Em que pese o fato de o fruto ter se popularizado como um alimento ultraprocessado, Fonseca recorda que o açaí é, antes de tudo, parte da cultura alimentar do Norte do Brasil. Enquanto em regiões como a Sudeste ele é servido na forma de sorvetes, misturados não raro a leite condensado, achocolatados, doces e outras porcarias, o açaí é consumido no seu berço como um alimento in natura ou similar. 

“No Norte, come-se o açaí como um alimento básico, minimamente processado, como o arroz. Ele compõe a dieta cotidiana das pessoas, ao lado das farinhas e do peixe”, lembra o pesquisador. “Ao mesmo tempo em que, na Amazônia, é consumido mais do que o leite, em outras regiões ele é exportado como produto químico.”

E complementa: “Uma parte do complexo industrial pode considerar o fruto uma commodity, como a palma, o milho, a soja. Por outro lado, ele é uma cultura tradicional. E esses dois modelos estão em disputa”.
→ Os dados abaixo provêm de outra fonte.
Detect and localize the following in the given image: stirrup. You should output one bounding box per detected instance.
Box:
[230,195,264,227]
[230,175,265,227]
É nesse embate entre dois usos tão distintos de um mesmo fruto que o pesquisador quer dar sequência ao seu estudo. Ele afirma que deseja levar as discussões da dissertação para a área da saúde coletiva. Diz que vê relações entre a comoditização do açaí e o que aconteceu outrora com o açúcar — que foi de um item de luxo a um ingrediente barato, relacionado à profusão de males que são as principais causas de morte mundialmente.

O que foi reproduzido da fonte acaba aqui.